Foxhole Radio: the ubiquitous razor blade radio of WWII
ISBN: 0578536587
EAN13: 9780578536583
Language: English
Pages: 376
Dimensions: 1.00" H x 9.00" L x 6.00" W
Weight: 1.00 lbs.
Format: Paperback

Foxhole Radio: the ubiquitous razor blade radio of WWII

Book Overview
Foxhole Radio is the story of one of the more remarkable pieces of WWII soldier improvisation, a simple crystal radio receiver that used a razor blade for its detector. It is not remarkable for its technology - other radios worked better - but because hidden in its unglamorous amalgamation of scrounged parts is the history of army radio, morale, solid state electronics, field fortifications, and even military grooming. To distract himself for a while from the monotony of sitting in a foxhole and from the sporadic shelling by the enemy, a soldier on the Anzio beachhead made the first foxhole radio to listen to whatever stations might be in range. With no crystal nor cat whisker, he substituted what was on hand, a razor blade and a safety pin.It spread, by word of mouth mostly, across the beachhead, Europe and to the Pacific.
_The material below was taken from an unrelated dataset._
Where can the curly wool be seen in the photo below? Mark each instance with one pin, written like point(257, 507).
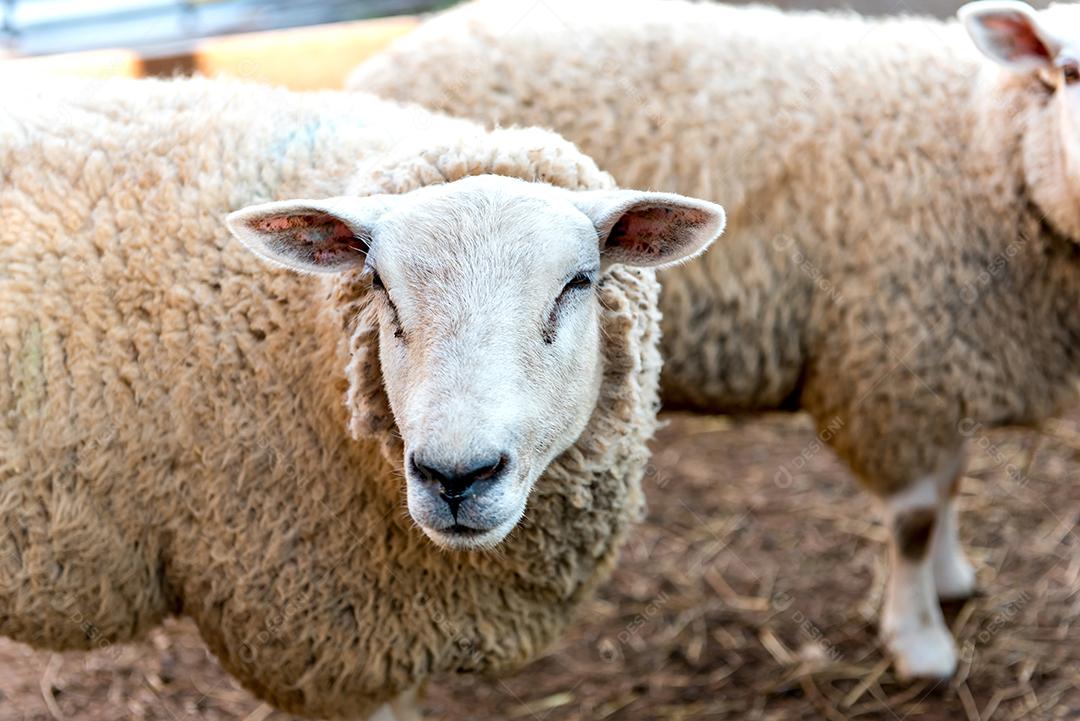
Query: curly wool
point(886, 267)
point(175, 436)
Adopted by civilian radio enthusiasts, it became part of the lore of home experimenters and grade school science projects. More than a curious artifact of wartime improvisation, the foxhole radio reveals the story of the military's role in the radio development, and an intertwined tale of army shaving, corporate intrigue, and the evolution of the radio wave detector that led to the first solid state electronics. Foxhole Radio follows the history of army radio from the first experiments in the 1890s, to its coming of age during WWI, and its use for propaganda and morale during WWII. The razor and safety pin detector reveal a conflation of standard, archaic and folk radio wave detectors, the persistence of lore, and the army's battle with facial hair. The name foxhole radio itself tells of early field fortifications, words borrowed from across the lines, and the evolution of military jargon. Most importantly, Foxhole Radio tells the stories of the veterans who built these sets, how they built them, what they listened to, and their everyday realities. Though separated by thousands of miles with very different experiences, they were all united by a strange little radio and their desire to hear music and news from home.